The SVPA allows for the involuntary commitment of certain convicted sex offenders “whose diagnosed mental disorders make them likely to reoffend if released at the end of their prison terms” (Cooley v. Superior Court (2002) 29 Cal.4th 228, 235).
For the offender to be committed under the Act, a trier of fact must find beyond a reasonable doubt that the offender is a sexually violent predator, which the SVPA defines as “a person who has been convicted of a sexually violent offense against one or more victims and who has a diagnosed mental disorder that makes the person a danger to the health and safety of others in that it is likely that he or she will engage in sexually violent criminal behavior” (Welf. & Inst. Code, § 6600, subd. (a)(1)).
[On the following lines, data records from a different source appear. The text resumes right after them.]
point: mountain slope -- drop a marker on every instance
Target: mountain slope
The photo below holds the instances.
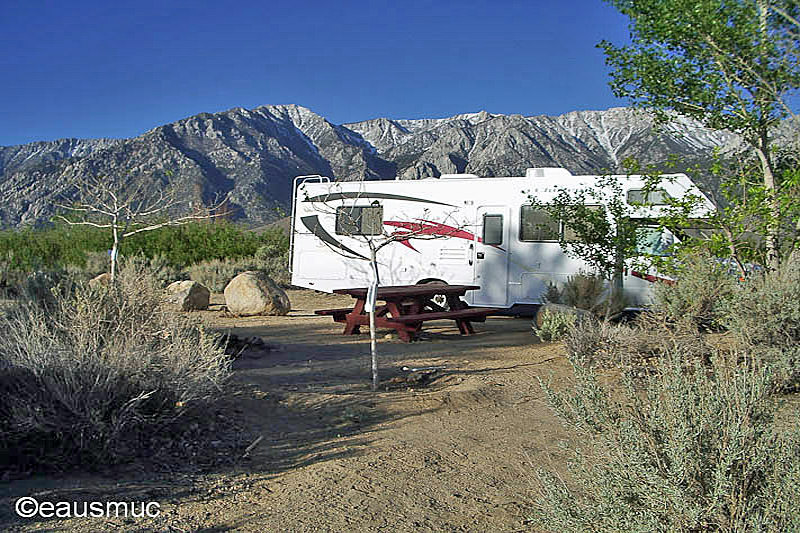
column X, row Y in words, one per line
column 253, row 155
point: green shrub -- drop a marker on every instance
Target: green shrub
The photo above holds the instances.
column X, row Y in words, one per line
column 765, row 311
column 62, row 245
column 603, row 344
column 699, row 297
column 584, row 291
column 552, row 295
column 698, row 449
column 555, row 325
column 91, row 379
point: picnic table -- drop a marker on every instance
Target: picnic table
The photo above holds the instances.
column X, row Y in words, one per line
column 407, row 307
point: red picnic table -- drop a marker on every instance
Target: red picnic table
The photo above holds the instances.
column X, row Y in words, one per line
column 407, row 307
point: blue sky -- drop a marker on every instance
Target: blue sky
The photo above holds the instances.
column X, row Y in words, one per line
column 119, row 68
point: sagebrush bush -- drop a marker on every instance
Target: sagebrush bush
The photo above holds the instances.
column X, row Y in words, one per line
column 765, row 310
column 584, row 291
column 698, row 450
column 700, row 295
column 555, row 325
column 603, row 344
column 217, row 273
column 88, row 379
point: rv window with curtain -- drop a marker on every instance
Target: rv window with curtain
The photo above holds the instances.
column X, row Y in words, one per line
column 354, row 220
column 569, row 234
column 536, row 225
column 654, row 197
column 492, row 229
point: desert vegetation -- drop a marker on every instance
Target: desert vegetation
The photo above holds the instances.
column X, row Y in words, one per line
column 211, row 253
column 695, row 435
column 93, row 375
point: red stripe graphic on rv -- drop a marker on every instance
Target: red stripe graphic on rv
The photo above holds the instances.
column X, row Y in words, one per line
column 427, row 227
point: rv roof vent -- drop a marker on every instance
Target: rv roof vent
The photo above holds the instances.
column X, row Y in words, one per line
column 547, row 172
column 457, row 176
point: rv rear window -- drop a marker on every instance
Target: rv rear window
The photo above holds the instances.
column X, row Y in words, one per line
column 537, row 225
column 353, row 220
column 570, row 235
column 493, row 229
column 653, row 197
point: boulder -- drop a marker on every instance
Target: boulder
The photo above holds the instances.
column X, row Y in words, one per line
column 102, row 280
column 254, row 293
column 188, row 296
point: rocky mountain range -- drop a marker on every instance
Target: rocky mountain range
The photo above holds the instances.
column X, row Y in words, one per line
column 253, row 155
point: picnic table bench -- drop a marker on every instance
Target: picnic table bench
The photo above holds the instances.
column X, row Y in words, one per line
column 407, row 307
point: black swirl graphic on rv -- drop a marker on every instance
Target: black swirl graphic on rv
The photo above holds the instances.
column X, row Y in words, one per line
column 312, row 224
column 355, row 194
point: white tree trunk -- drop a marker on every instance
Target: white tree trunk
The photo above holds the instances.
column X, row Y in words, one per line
column 371, row 293
column 114, row 251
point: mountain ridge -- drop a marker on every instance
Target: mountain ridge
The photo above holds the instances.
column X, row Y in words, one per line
column 252, row 155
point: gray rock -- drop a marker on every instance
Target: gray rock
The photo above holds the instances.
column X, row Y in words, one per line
column 254, row 293
column 188, row 296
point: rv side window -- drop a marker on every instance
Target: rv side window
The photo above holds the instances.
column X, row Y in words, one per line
column 654, row 197
column 359, row 220
column 536, row 225
column 493, row 229
column 569, row 233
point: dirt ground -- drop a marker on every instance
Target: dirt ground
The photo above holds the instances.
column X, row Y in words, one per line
column 455, row 454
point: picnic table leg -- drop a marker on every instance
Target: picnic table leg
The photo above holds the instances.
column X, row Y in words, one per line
column 465, row 326
column 352, row 327
column 404, row 332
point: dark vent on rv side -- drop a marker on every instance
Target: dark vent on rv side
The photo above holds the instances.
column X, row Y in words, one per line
column 353, row 220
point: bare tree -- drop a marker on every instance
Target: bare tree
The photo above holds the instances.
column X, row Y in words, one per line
column 364, row 222
column 126, row 211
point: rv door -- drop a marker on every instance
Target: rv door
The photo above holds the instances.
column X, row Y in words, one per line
column 491, row 256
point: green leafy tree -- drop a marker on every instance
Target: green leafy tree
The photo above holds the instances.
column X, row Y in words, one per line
column 600, row 227
column 728, row 63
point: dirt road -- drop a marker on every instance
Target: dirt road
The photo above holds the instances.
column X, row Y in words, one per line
column 457, row 454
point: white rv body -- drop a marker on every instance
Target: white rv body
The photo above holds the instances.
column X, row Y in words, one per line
column 515, row 271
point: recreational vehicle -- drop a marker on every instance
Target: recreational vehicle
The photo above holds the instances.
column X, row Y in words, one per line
column 456, row 229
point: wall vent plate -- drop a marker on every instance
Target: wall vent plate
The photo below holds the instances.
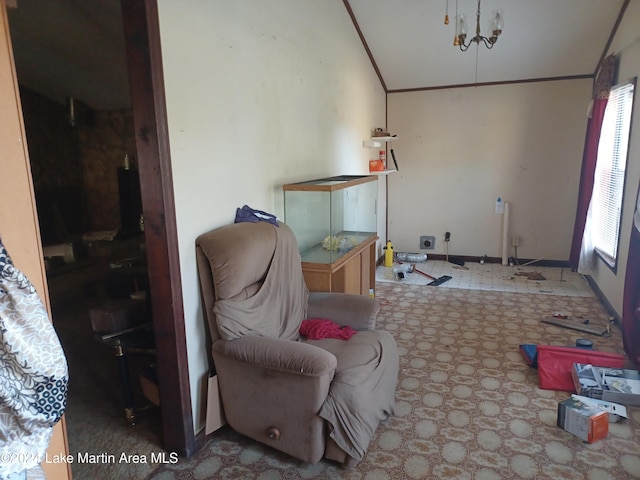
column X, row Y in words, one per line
column 427, row 242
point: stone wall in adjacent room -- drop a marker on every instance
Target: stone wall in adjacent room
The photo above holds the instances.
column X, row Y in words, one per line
column 103, row 146
column 75, row 169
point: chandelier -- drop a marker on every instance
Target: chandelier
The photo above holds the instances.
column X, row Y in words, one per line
column 497, row 23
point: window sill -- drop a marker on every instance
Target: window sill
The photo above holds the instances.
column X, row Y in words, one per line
column 608, row 260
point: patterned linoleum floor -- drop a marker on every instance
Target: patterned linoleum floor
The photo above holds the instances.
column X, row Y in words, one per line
column 493, row 277
column 467, row 405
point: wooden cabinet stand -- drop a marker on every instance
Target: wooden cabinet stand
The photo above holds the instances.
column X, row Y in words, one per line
column 354, row 272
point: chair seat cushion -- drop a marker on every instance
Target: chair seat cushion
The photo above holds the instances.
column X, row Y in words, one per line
column 362, row 391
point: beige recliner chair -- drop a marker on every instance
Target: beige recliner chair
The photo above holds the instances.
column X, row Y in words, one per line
column 307, row 398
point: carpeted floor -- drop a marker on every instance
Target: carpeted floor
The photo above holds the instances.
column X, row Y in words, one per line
column 467, row 405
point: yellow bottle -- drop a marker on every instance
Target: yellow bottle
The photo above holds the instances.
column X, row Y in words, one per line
column 388, row 254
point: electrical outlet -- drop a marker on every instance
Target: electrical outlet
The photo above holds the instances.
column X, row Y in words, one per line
column 427, row 242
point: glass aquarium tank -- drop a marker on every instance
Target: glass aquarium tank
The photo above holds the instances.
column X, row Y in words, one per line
column 331, row 216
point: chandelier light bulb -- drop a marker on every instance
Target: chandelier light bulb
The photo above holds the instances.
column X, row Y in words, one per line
column 497, row 24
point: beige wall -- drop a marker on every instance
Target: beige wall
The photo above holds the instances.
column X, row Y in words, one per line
column 257, row 96
column 461, row 149
column 627, row 45
column 18, row 224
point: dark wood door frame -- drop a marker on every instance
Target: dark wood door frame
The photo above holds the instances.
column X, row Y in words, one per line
column 142, row 38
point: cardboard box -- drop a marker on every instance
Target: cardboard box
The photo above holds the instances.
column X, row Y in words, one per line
column 615, row 410
column 586, row 422
column 605, row 383
column 215, row 415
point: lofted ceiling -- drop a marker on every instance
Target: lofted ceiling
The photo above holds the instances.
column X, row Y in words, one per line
column 413, row 48
column 75, row 48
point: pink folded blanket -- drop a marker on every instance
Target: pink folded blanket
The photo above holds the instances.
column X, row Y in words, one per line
column 317, row 328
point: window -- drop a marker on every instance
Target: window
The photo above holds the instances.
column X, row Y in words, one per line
column 610, row 172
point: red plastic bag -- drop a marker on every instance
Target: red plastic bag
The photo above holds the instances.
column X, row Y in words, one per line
column 555, row 364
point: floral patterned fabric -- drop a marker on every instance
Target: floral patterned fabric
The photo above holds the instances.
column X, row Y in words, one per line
column 33, row 372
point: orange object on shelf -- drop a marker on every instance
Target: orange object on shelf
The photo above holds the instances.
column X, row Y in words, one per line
column 376, row 165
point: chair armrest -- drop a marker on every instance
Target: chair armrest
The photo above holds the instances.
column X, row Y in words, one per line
column 356, row 311
column 282, row 355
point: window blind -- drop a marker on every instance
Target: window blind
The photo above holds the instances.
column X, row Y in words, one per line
column 610, row 169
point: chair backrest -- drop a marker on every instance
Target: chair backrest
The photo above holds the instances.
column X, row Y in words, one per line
column 233, row 262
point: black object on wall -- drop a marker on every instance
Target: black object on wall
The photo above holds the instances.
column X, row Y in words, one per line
column 130, row 199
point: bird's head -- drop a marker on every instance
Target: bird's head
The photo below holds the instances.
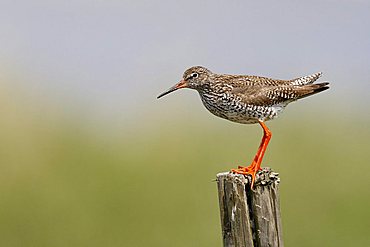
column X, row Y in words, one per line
column 195, row 77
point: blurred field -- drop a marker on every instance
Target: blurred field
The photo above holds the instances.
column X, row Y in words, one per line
column 63, row 183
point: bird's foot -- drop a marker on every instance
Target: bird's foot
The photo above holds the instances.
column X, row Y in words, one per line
column 248, row 170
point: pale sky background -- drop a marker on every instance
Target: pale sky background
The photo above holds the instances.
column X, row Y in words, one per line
column 112, row 58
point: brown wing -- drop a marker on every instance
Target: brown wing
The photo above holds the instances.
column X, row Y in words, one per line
column 273, row 95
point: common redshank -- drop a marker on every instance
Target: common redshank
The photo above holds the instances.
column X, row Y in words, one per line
column 247, row 99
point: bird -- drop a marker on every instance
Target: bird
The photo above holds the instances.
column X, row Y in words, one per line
column 247, row 99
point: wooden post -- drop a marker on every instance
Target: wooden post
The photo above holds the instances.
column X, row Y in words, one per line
column 250, row 218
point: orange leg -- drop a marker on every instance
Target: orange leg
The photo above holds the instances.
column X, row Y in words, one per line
column 256, row 163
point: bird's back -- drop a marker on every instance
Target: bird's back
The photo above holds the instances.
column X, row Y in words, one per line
column 247, row 99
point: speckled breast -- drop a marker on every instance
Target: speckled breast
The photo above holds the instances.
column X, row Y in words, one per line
column 233, row 109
In 2020, the El Centro District Attorney filed a petition to commit the offender in this case under the SVPA, supported by two experts’ psychological evaluations of the offender. The court held a probable cause hearing under section 6602 of the Act, at which no witnesses were called.
Relying on People v. Sanchez (2016) 63 Cal.4th 665, the offender objected to the expert evaluations submitted at the hearing on the grounds that they presented facts based on case-specific hearsay. The court sustained the objection, but then found that there was sufficient admissible evidence to support a finding that the petitioner could be committed under the SVPA.
California appeals courts are split on whether a sexually violent predator designation can rest on written psychological evaluations. For example, the First District held in a 2019 case similar to this one that because such evaluations contain case-specific hearsay, they don’t overcome the hearsay bar at SVPA probable cause hearings. The California Supreme Court recently agreed to review the issue. (Walker v. Superior Court (2020) 51 Cal.App.5th 682 , review granted Sept. 9, 2020, S263588.)
In this case, the Fourth District held that section 6602 is an implied exception to the hearsay rule, finding support for its holding in Walker. The court held that section 6602’s requirement that a trial court review the petition and supporting evaluations in making a probable cause finding “is indicative of legislative intent that this statute, when viewed in light of the SVPA as a whole,” creates such an exception.
Requiring independent proof of historical information from the evaluations’ “myriad sources,” the court held, “would place an enormous burden on experts in performing their standardized assessment protocol of a person” as well as on the prosecution “in having to proffer competent evidence at what amounts to an interim hearing before an SVP trial can be set.”
The court further concluded that Sanchez is inapplicable at a section 6602 probable cause hearing. It also emphasized that prosecutors may not satisfy their evidentiary burden at an SVP trial by relying on hearsay, “unless independently proven by competent evidence or covered by a hearsay exception.”
Counsel for the parties could not be immediately reached for comment on the decision.
The case is In re Morse, case number D077483, in the Fourth District Court of Appeal for the state of California.